StatCan / aaw

Documentation for the Advanced Analytics Workspace Platform
https://statcan.github.io/aaw/
Other
69 stars 12 forks source link

One-time Update: Migrate users to long lived tag `V1` and patch ImagePullPolicy #1217

Closed Jose-Matsuda closed 2 years ago

Jose-Matsuda commented 2 years ago

Incredibly similar to https://github.com/StatCan/daaas/issues/976 (would just need to add remote desktop to the list to iterate through).
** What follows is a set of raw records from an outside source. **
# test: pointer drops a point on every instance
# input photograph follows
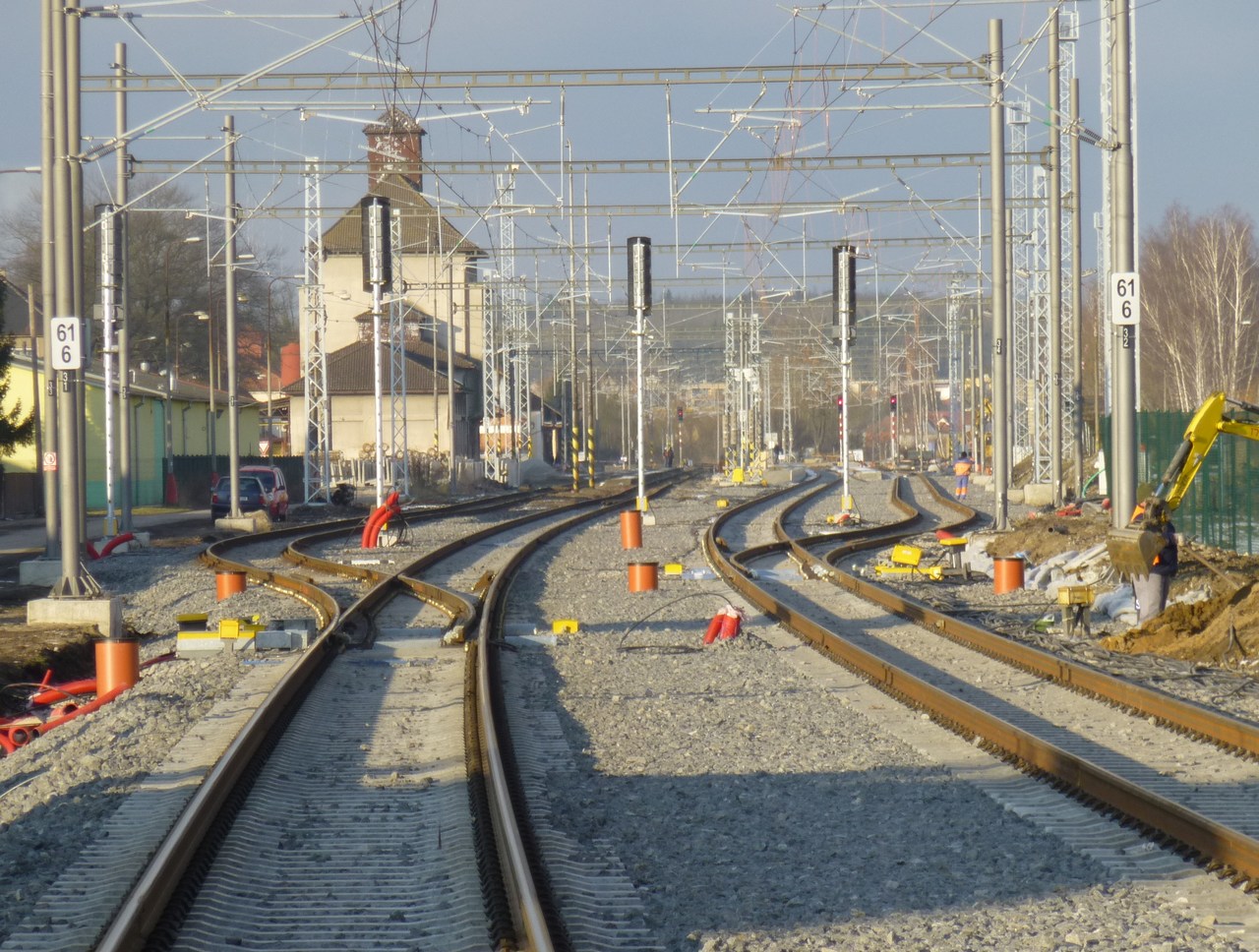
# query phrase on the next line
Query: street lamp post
(210, 378)
(171, 377)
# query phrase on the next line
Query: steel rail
(1236, 852)
(145, 906)
(540, 924)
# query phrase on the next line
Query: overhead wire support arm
(461, 80)
(210, 93)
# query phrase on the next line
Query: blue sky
(1196, 134)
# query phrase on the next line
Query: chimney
(394, 148)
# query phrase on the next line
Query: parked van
(273, 486)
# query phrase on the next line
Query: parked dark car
(252, 497)
(272, 480)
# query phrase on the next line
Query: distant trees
(17, 428)
(1200, 309)
(174, 269)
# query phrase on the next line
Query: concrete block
(104, 614)
(194, 643)
(39, 571)
(248, 523)
(278, 640)
(1038, 494)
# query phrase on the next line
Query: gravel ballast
(754, 808)
(751, 803)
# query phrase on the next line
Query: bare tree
(1199, 296)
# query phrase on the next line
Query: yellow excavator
(1133, 548)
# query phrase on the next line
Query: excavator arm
(1133, 548)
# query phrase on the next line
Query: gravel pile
(57, 791)
(753, 808)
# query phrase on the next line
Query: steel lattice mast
(316, 467)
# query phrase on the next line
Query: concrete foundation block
(104, 614)
(1038, 494)
(244, 524)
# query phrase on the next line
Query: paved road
(23, 539)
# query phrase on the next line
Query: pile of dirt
(1042, 537)
(1220, 629)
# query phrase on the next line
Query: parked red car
(273, 485)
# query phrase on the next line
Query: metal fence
(1222, 506)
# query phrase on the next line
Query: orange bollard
(1006, 574)
(642, 575)
(714, 627)
(117, 664)
(228, 583)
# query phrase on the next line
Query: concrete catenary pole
(229, 309)
(1123, 448)
(47, 268)
(1055, 266)
(1001, 350)
(1077, 368)
(121, 299)
(75, 580)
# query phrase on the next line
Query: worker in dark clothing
(1151, 591)
(962, 471)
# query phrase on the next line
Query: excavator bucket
(1133, 551)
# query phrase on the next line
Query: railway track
(346, 808)
(1186, 773)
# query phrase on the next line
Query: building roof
(351, 371)
(423, 229)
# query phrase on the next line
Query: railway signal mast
(377, 272)
(844, 318)
(638, 254)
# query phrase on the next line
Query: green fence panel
(1219, 506)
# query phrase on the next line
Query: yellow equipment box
(905, 555)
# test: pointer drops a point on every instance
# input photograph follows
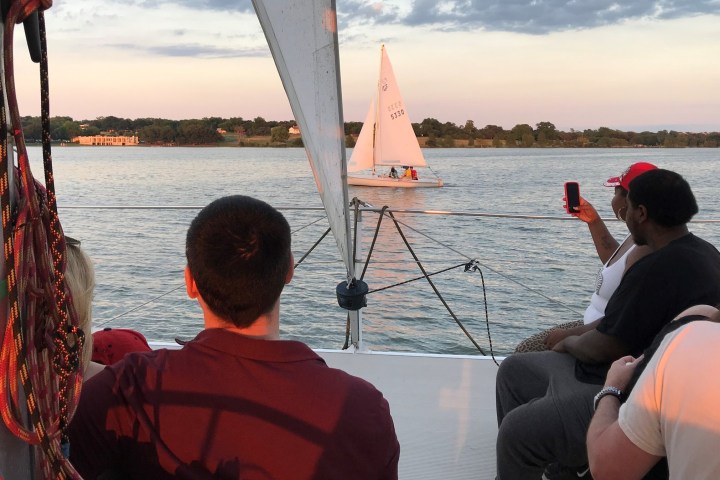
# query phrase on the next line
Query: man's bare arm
(610, 452)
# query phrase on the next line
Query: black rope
(475, 267)
(372, 245)
(432, 285)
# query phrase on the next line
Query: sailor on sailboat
(387, 139)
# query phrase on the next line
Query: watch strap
(613, 391)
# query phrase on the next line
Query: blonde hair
(80, 280)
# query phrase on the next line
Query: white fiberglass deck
(443, 408)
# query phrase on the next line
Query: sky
(631, 65)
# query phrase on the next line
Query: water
(536, 272)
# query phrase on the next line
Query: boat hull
(375, 181)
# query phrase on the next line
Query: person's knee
(510, 366)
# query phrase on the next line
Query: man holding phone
(545, 399)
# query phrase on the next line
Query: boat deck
(443, 408)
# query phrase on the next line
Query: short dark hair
(666, 196)
(238, 251)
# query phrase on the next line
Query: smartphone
(572, 196)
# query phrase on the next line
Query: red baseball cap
(624, 179)
(111, 344)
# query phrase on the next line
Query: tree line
(211, 130)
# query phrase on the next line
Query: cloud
(194, 50)
(523, 16)
(207, 5)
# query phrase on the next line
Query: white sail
(395, 140)
(302, 35)
(363, 154)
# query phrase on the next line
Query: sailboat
(387, 139)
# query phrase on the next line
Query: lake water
(537, 272)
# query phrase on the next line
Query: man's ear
(190, 286)
(291, 270)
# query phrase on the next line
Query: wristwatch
(614, 391)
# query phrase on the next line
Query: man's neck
(662, 238)
(265, 327)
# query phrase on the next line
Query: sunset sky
(631, 65)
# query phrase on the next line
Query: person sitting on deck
(544, 400)
(617, 258)
(236, 401)
(671, 410)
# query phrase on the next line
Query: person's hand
(585, 211)
(621, 371)
(560, 347)
(555, 336)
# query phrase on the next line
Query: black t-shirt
(655, 290)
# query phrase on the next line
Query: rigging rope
(42, 342)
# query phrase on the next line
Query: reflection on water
(139, 253)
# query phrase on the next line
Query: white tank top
(607, 281)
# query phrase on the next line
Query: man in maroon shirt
(235, 402)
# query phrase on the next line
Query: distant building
(106, 140)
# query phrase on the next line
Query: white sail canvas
(362, 157)
(302, 35)
(395, 140)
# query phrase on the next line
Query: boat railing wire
(469, 264)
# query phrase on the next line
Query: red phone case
(572, 196)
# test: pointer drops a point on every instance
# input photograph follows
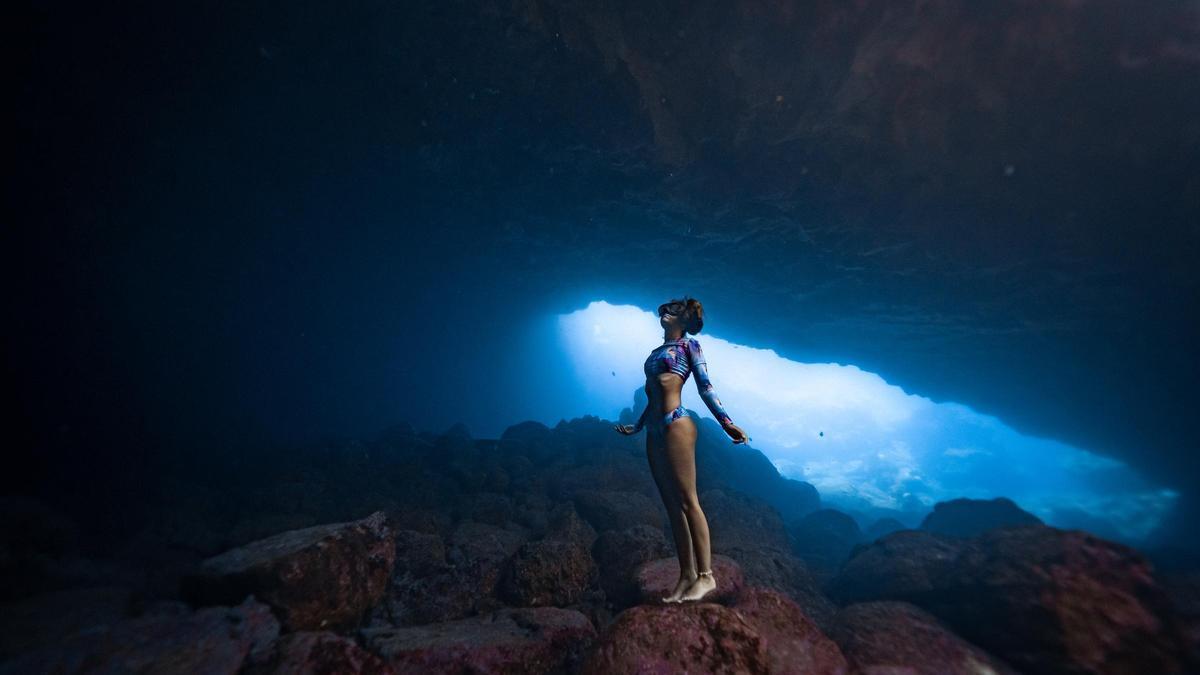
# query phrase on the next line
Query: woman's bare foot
(684, 583)
(700, 587)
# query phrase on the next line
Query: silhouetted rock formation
(1043, 599)
(823, 539)
(967, 518)
(893, 637)
(323, 577)
(509, 640)
(552, 553)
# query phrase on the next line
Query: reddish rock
(904, 565)
(888, 638)
(795, 644)
(549, 572)
(213, 640)
(309, 652)
(658, 578)
(781, 571)
(684, 638)
(322, 577)
(508, 640)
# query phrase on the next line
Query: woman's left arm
(703, 386)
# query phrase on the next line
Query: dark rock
(967, 518)
(219, 640)
(795, 643)
(781, 571)
(618, 553)
(658, 578)
(309, 652)
(549, 572)
(894, 637)
(823, 539)
(618, 509)
(508, 640)
(679, 638)
(45, 620)
(739, 520)
(564, 523)
(321, 577)
(1054, 601)
(905, 565)
(882, 527)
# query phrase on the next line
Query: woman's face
(670, 315)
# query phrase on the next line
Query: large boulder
(736, 519)
(309, 652)
(617, 509)
(171, 639)
(619, 553)
(658, 578)
(1054, 601)
(886, 638)
(795, 644)
(823, 539)
(905, 565)
(507, 640)
(967, 518)
(549, 572)
(317, 578)
(685, 638)
(781, 571)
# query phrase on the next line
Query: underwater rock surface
(547, 551)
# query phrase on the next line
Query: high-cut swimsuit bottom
(660, 428)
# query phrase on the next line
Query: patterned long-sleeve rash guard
(682, 357)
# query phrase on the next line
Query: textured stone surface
(322, 577)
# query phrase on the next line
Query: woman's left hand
(736, 432)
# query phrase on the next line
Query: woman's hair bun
(695, 314)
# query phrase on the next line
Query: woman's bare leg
(655, 453)
(681, 451)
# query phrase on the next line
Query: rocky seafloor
(546, 550)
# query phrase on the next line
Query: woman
(671, 440)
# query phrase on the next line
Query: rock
(217, 640)
(618, 553)
(967, 518)
(564, 523)
(685, 638)
(1054, 601)
(882, 527)
(508, 640)
(905, 565)
(322, 577)
(658, 578)
(781, 571)
(46, 619)
(309, 652)
(883, 638)
(795, 644)
(618, 509)
(549, 572)
(739, 520)
(823, 539)
(418, 554)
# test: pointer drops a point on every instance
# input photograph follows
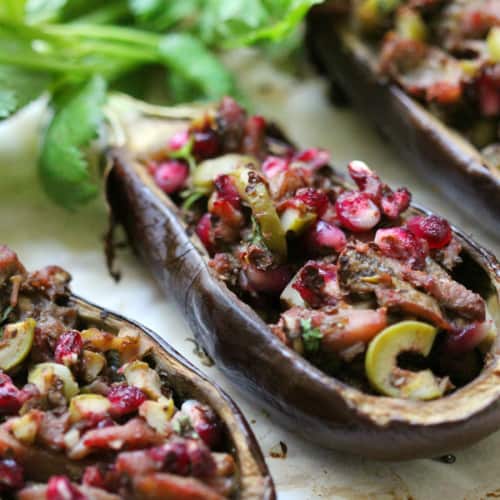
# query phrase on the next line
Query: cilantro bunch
(157, 50)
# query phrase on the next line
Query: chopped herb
(65, 172)
(191, 197)
(279, 450)
(311, 336)
(5, 314)
(181, 424)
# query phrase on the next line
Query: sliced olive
(410, 25)
(207, 171)
(93, 364)
(140, 375)
(88, 406)
(25, 428)
(381, 362)
(296, 222)
(44, 375)
(290, 297)
(372, 13)
(252, 189)
(158, 414)
(493, 44)
(16, 343)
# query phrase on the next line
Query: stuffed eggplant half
(426, 73)
(93, 406)
(363, 320)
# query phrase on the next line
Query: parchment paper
(44, 234)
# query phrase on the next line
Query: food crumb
(279, 450)
(205, 359)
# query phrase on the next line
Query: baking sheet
(44, 234)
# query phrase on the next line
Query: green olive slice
(87, 406)
(44, 375)
(295, 222)
(16, 343)
(381, 362)
(253, 190)
(204, 175)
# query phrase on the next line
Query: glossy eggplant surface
(366, 324)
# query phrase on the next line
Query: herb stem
(34, 61)
(105, 15)
(106, 32)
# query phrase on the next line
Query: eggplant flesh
(321, 408)
(441, 154)
(253, 480)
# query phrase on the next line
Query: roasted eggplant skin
(321, 408)
(442, 155)
(255, 482)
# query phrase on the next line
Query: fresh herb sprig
(75, 50)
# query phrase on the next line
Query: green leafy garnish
(196, 66)
(172, 48)
(310, 336)
(65, 172)
(19, 87)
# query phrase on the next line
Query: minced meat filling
(85, 414)
(344, 277)
(445, 53)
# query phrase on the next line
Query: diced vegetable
(88, 406)
(206, 172)
(140, 375)
(44, 376)
(15, 343)
(254, 191)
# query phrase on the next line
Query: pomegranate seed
(205, 232)
(11, 398)
(125, 399)
(201, 460)
(317, 284)
(433, 229)
(313, 199)
(489, 93)
(227, 190)
(11, 475)
(356, 211)
(68, 348)
(468, 338)
(173, 456)
(171, 175)
(206, 144)
(366, 180)
(395, 203)
(325, 236)
(399, 243)
(313, 157)
(178, 140)
(184, 457)
(274, 165)
(93, 477)
(444, 92)
(204, 421)
(61, 488)
(223, 209)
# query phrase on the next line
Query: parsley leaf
(19, 87)
(310, 336)
(197, 67)
(65, 173)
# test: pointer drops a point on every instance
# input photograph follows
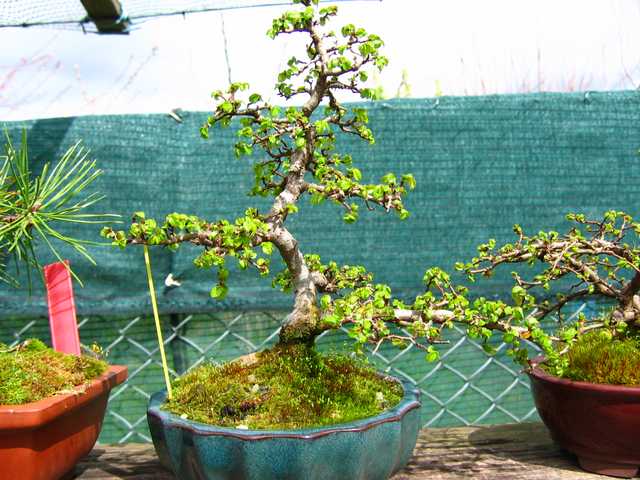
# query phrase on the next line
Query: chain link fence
(465, 387)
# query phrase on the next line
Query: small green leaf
(219, 292)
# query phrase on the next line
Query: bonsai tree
(31, 207)
(299, 159)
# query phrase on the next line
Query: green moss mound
(31, 372)
(284, 388)
(598, 359)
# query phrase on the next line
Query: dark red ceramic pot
(599, 423)
(45, 440)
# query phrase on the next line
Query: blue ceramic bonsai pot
(372, 449)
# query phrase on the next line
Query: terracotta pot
(45, 440)
(372, 449)
(599, 423)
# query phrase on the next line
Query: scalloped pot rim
(410, 401)
(601, 388)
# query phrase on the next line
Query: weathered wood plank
(493, 452)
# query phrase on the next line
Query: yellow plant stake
(157, 317)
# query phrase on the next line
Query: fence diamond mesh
(465, 387)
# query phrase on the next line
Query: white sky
(457, 46)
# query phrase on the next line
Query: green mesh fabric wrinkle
(482, 164)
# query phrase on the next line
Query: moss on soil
(286, 388)
(31, 372)
(597, 359)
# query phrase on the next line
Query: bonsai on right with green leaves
(592, 261)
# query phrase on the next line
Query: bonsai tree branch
(300, 159)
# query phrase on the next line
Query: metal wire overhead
(109, 16)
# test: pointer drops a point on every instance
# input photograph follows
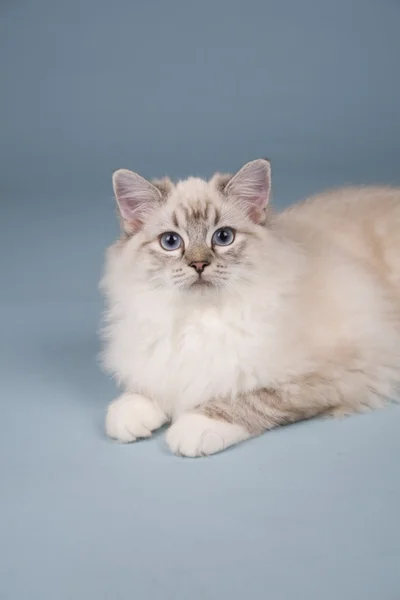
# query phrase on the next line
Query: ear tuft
(136, 198)
(251, 186)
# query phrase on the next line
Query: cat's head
(194, 235)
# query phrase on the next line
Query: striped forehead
(194, 205)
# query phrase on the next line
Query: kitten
(228, 320)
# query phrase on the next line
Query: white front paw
(132, 416)
(195, 434)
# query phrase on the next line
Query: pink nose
(199, 266)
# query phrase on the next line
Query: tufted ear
(251, 187)
(136, 198)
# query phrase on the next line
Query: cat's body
(303, 320)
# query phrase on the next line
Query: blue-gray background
(181, 88)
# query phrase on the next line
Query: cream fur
(316, 291)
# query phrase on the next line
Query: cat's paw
(194, 434)
(132, 416)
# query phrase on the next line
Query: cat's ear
(251, 187)
(136, 198)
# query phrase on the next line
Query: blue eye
(170, 241)
(223, 236)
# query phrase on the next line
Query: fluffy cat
(228, 320)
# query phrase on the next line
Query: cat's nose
(199, 266)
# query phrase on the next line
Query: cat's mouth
(200, 282)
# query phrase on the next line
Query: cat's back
(363, 222)
(348, 205)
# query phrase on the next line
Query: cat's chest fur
(184, 355)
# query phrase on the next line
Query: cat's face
(195, 235)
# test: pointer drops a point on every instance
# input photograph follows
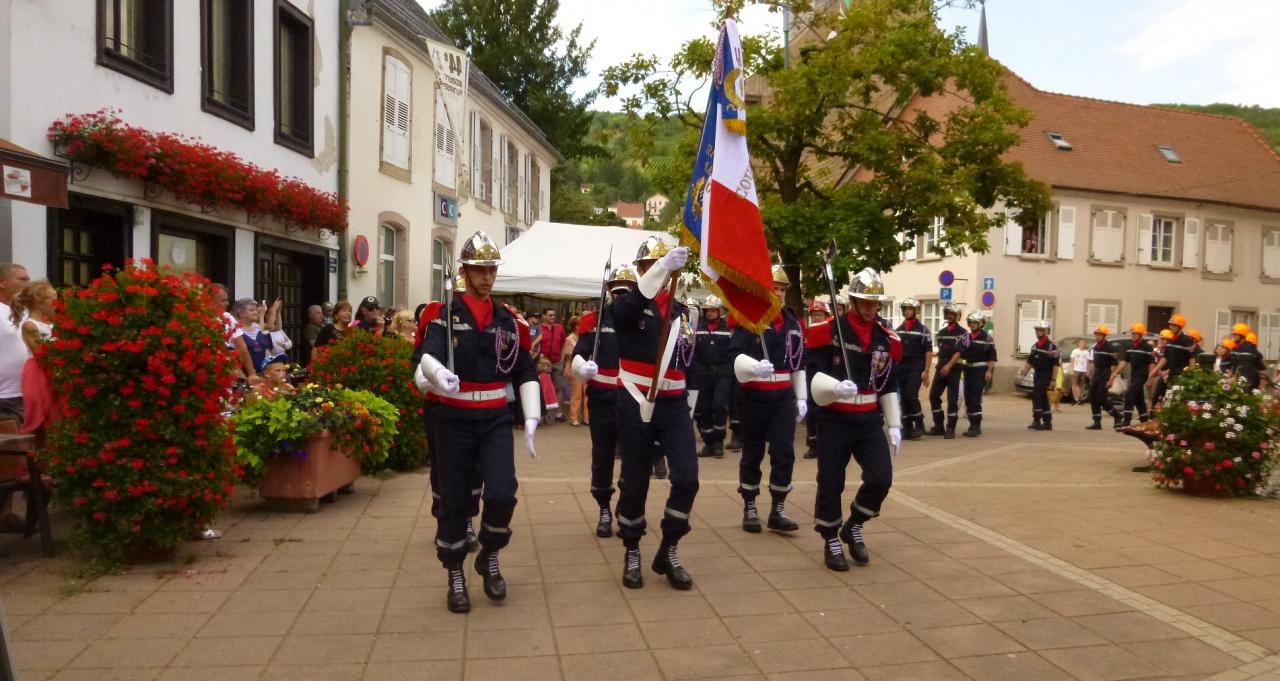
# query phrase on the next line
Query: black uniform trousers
(951, 384)
(1041, 408)
(672, 429)
(465, 444)
(840, 437)
(908, 375)
(974, 383)
(712, 406)
(768, 419)
(603, 406)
We also want to patch the imagePullPolicy at the same time if possible.

Reasoning

This is to facilitate the running of a weekly cronjob that will restart user workloads iff their version of "v1" is "older" because their image digest will not match the most recent one (because say a push was triggered to aaw-kubeflow-containers master branch).

Concerns

Like in https://github.com/StatCan/daaas/issues/983 this script will run just fine, but with a lot of pods being rescheduled we may be bringing gatekeeper down to its knees again

Jose-Matsuda commented 2 years ago

Ideally I can just add the imagePullPolicy thing in this line

 kubectl patch Notebook $notebookname --type='json' -p='[{"op": "replace", "path": "/spec/template/spec/containers/0/image", "value":"k8scc01covidacr.azurecr.io/'"$i"':c5b7982c"}]' --namespace $namespace

Yup running this is fine (without the --dry-run it actually did the update and the statefulset updated accordingly), (note that I used Never here just to change it)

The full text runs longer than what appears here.